Dec. 1 (Bloomberg) -- Russian manufacturing shrank more in November than during the 1998 financial collapse as the global economic crisis drove output and new orders to record lows and companies cut jobs, VTB Bank Europe said.

VTB’s Purchasing Managers’ Index fell for a fourth month to 39.8, its lowest level, from 46.4 in October, the bank said in an e-mailed statement today. The previous low was 43.2 in September 1998, a month after the government’s ruble devaluation and default on $40 billion of debt. A figure above 50 means growth, below 50 a contraction. The bank surveyed 300 purchasing executives.

“The sense of doom and gloom was only deepening,” in November, Tatiana Orlova an economist in Moscow at ING Group NV said by telephone. “The mood isn’t getting any better.”

Industrial production has slumped and unemployment is rising as declining commodities prices and the seizure of credit markets prompt an outflow of capital. Investors withdrew $190 billion from the country since August, BNP Paribas SA estimates, as oil fell below the $70-a-barrel average needed to balance the 2009 budget.

“Driving the rapid contraction of the manufacturing sector in November was a record fall in incoming new work,” the bank said in the statement. New export contracts tumbled because of “fallout from the global financial crisis.”

Lower Ruble

The ruble, which the central bank manages against a basket of dollars and euros, weakened 0.1 percent to 27.9438 per dollar by 11:11 a.m. in Moscow, from 27.9231 on Nov. 28. Against the euro, it was little changed at 35.4468, from 35.4379. The benchmark Micex stock index, fell 0.21 percent to 610.04 at 11:12 a.m.

Russian economic growth, which Prime Minister Vladimir Putin touted as a major achievement before stepping down as president in May after eight years, will slow to 3 percent next year from an average of 7 percent a year since 1999, the World Bank estimates. The economy grew 8.1 percent in 2007.

Adding to evidence that recessions in the U.S., Europe and Japan are dragging down the world’s fastest-growing economies, China’s manufacturing also shrank by the most on record in November as export orders plunged.

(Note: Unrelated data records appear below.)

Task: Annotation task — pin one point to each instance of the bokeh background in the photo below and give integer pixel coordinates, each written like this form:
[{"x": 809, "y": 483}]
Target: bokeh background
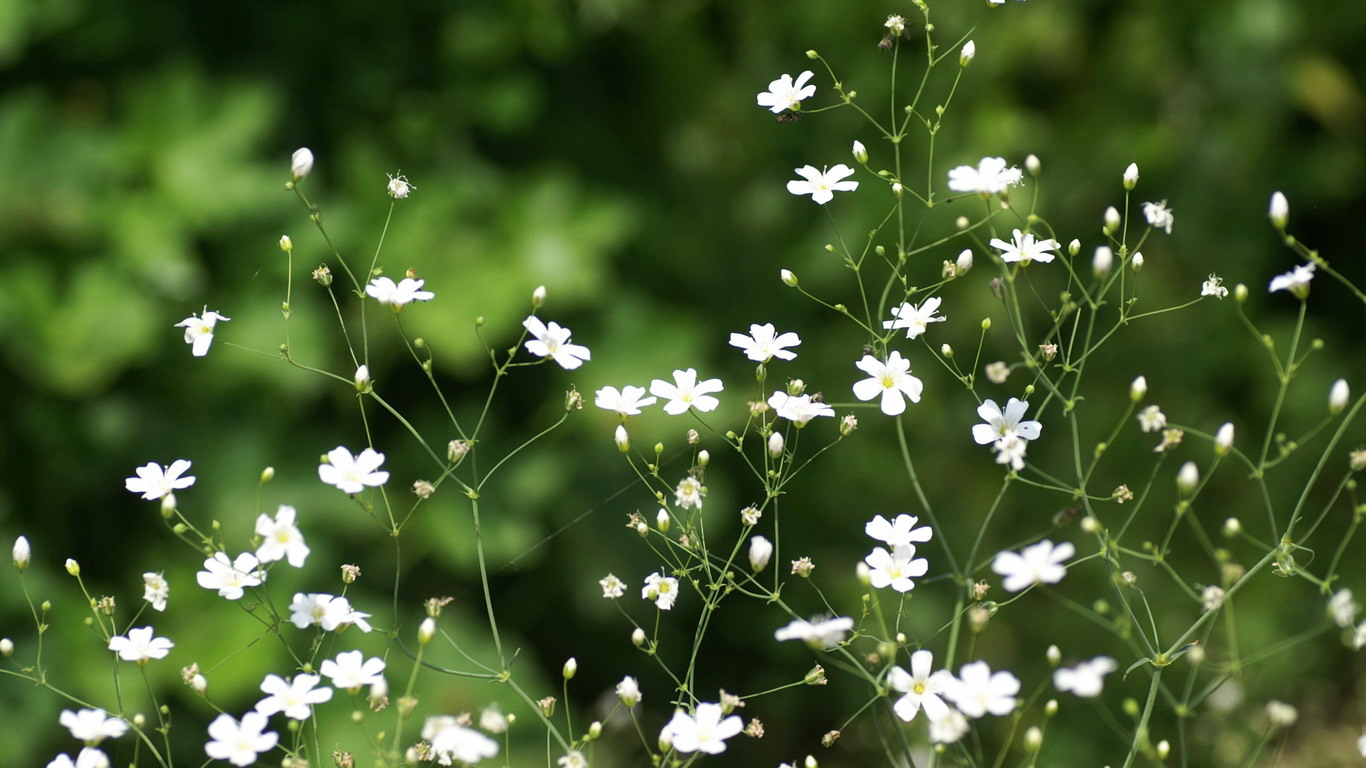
[{"x": 612, "y": 151}]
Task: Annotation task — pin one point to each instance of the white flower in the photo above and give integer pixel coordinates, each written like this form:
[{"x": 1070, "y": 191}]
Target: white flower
[
  {"x": 705, "y": 731},
  {"x": 629, "y": 692},
  {"x": 325, "y": 611},
  {"x": 1037, "y": 563},
  {"x": 89, "y": 757},
  {"x": 1213, "y": 287},
  {"x": 155, "y": 591},
  {"x": 353, "y": 473},
  {"x": 399, "y": 186},
  {"x": 1159, "y": 216},
  {"x": 786, "y": 94},
  {"x": 821, "y": 633},
  {"x": 1004, "y": 424},
  {"x": 895, "y": 569},
  {"x": 900, "y": 532},
  {"x": 553, "y": 342},
  {"x": 294, "y": 698},
  {"x": 231, "y": 577},
  {"x": 301, "y": 163},
  {"x": 1343, "y": 608},
  {"x": 280, "y": 539},
  {"x": 198, "y": 331},
  {"x": 627, "y": 402},
  {"x": 92, "y": 726},
  {"x": 686, "y": 392},
  {"x": 1152, "y": 418},
  {"x": 821, "y": 185},
  {"x": 663, "y": 591},
  {"x": 239, "y": 742},
  {"x": 914, "y": 319},
  {"x": 921, "y": 688},
  {"x": 398, "y": 294},
  {"x": 764, "y": 343},
  {"x": 991, "y": 176},
  {"x": 1023, "y": 246},
  {"x": 140, "y": 645},
  {"x": 892, "y": 380},
  {"x": 1295, "y": 280},
  {"x": 798, "y": 409},
  {"x": 689, "y": 494},
  {"x": 351, "y": 670},
  {"x": 977, "y": 690},
  {"x": 1086, "y": 678},
  {"x": 155, "y": 481},
  {"x": 454, "y": 742}
]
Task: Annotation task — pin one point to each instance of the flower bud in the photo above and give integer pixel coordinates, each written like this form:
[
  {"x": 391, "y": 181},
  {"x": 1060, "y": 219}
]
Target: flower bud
[
  {"x": 1111, "y": 220},
  {"x": 1131, "y": 176},
  {"x": 1337, "y": 396},
  {"x": 1187, "y": 477},
  {"x": 1224, "y": 439},
  {"x": 966, "y": 53},
  {"x": 1138, "y": 390},
  {"x": 22, "y": 554},
  {"x": 760, "y": 552},
  {"x": 1279, "y": 211},
  {"x": 301, "y": 163}
]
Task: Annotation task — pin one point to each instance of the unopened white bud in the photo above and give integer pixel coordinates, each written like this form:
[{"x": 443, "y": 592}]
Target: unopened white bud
[
  {"x": 760, "y": 552},
  {"x": 1187, "y": 477}
]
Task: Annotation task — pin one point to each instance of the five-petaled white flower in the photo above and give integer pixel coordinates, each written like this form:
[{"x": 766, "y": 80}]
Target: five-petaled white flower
[
  {"x": 764, "y": 343},
  {"x": 991, "y": 176},
  {"x": 231, "y": 577},
  {"x": 784, "y": 93},
  {"x": 294, "y": 697},
  {"x": 663, "y": 591},
  {"x": 239, "y": 742},
  {"x": 1023, "y": 246},
  {"x": 1004, "y": 424},
  {"x": 553, "y": 342},
  {"x": 977, "y": 690},
  {"x": 704, "y": 731},
  {"x": 922, "y": 689},
  {"x": 895, "y": 569},
  {"x": 1037, "y": 563},
  {"x": 892, "y": 380},
  {"x": 198, "y": 331},
  {"x": 398, "y": 294},
  {"x": 1159, "y": 216},
  {"x": 818, "y": 633},
  {"x": 686, "y": 392},
  {"x": 155, "y": 481},
  {"x": 900, "y": 532},
  {"x": 821, "y": 185},
  {"x": 155, "y": 591},
  {"x": 353, "y": 671},
  {"x": 353, "y": 473},
  {"x": 798, "y": 409},
  {"x": 1086, "y": 678},
  {"x": 914, "y": 319},
  {"x": 627, "y": 402},
  {"x": 280, "y": 539},
  {"x": 92, "y": 726},
  {"x": 140, "y": 645},
  {"x": 455, "y": 742}
]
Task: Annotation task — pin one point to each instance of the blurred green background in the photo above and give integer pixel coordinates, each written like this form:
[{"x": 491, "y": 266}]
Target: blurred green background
[{"x": 612, "y": 151}]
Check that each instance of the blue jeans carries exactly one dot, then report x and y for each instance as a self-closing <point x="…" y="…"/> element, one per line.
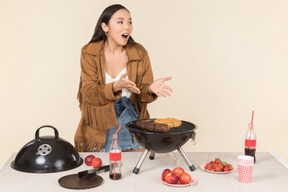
<point x="125" y="112"/>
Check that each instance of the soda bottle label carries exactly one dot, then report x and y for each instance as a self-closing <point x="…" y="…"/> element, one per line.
<point x="250" y="143"/>
<point x="115" y="156"/>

OAO Severstal, Russia’s largest steelmaker, shut down a blast furnace that supplied 13 percent of the pig iron produced at its main Russian factory because of its age and as global steel demand weakens, the company said on Nov. 28.

Slowing Output

Industrial production in October grew at the slowest annual pace since the Federal Statistics Service changed its methodology at the start of 2003, according to revised data. Unemployment rose to 6.1 percent from 5.3 percent in September.

“Sharp falls in output were also accompanied by a substantial decline in employment,” said Dmitri Fedotkin, an economist at VTB Research, in the report.

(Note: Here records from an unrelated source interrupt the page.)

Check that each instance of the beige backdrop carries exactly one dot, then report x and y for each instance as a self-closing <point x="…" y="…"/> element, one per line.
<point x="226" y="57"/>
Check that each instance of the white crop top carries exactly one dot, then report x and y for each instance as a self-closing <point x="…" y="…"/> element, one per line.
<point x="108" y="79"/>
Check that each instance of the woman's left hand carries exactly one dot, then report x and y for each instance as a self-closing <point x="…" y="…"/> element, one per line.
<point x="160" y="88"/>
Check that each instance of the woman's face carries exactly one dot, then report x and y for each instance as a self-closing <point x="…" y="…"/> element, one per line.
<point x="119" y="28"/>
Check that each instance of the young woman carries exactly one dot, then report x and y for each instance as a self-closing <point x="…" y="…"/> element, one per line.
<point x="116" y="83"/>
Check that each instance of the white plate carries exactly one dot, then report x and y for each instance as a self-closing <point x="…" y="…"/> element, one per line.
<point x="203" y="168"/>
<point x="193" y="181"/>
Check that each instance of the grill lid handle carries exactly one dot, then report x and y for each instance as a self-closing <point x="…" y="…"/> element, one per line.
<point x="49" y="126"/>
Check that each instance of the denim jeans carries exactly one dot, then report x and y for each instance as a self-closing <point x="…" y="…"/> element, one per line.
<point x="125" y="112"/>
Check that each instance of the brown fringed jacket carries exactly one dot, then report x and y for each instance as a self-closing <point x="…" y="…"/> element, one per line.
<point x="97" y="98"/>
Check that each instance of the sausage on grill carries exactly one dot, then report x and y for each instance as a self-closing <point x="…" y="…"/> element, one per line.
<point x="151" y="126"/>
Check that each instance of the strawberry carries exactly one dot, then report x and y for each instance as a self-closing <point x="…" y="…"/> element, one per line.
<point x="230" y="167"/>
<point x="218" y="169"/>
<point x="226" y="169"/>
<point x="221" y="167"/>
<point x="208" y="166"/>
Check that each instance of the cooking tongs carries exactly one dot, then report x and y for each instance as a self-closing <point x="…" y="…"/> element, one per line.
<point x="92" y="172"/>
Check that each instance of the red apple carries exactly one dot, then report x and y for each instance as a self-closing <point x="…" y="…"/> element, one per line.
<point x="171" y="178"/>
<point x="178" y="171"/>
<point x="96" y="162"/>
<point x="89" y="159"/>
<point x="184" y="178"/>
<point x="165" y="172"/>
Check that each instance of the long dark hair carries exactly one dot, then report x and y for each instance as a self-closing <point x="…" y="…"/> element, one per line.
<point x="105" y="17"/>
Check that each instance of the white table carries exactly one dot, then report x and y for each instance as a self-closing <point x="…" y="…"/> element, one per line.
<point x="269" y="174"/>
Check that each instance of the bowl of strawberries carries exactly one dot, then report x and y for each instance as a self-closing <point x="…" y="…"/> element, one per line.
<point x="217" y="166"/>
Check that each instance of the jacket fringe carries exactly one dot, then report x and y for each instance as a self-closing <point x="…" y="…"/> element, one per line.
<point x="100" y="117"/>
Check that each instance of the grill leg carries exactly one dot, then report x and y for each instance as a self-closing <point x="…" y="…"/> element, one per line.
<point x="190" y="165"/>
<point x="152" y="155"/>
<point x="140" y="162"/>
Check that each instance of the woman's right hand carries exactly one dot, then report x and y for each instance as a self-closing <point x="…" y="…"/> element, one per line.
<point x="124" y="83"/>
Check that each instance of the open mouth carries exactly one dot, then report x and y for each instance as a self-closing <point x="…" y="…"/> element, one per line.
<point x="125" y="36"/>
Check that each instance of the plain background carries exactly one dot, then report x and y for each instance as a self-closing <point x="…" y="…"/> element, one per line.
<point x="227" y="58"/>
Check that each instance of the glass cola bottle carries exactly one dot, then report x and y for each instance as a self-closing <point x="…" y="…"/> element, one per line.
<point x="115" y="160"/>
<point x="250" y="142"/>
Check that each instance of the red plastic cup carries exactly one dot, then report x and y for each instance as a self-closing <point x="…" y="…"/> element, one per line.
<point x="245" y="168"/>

OAO Magnitogorsk Iron & Steel, the third-largest Russian steel company, and OAO Razgulay Group, a Russian grain and sugar producer, have said they will shed staff and may decrease wages for some remaining workers.

“What began as a financial crisis became an economic one before our eyes,” Putin said at the Nov. 20 congress of his United Russia party in Moscow.

About 1,070 Russian companies have already announced plans to cut approximately 45,000 jobs, Rossiyskaya Gazeta, the government’s official newspaper, said on Nov. 14, citing the Health and Social Development Ministry’s estimates. The reductions have affected the finance and automobile industries, construction and tourism companies and some manufacturing workers, the paper said.

“The economic pain is shifting to the man on the street,” said Maxim Oreshkin, head of research at OAO Rosbank, in a telephone interview. Oreshkin said he expected the consumer sector would contract in the first quarter of 2009 as the impact of layoffs works its way into consumer spending.

Manufacturing Prices

In November, prices that manufacturers pay declined for the first time in a decade, while the prices they charge dropped for the first time in the survey’s history.

“Reflecting the rapid deterioration in the activity profile and weakening commodity prices, inflationary pressures eased significantly,” Fedotkin said.

The annual inflation rate reached 14.2 percent last month, compared with the government’s official year-end forecast of 11.8 percent.

The PMI is derived from indexes which measure changes in output, orders, employment, suppliers’ delivery times and stocks, according to VTB.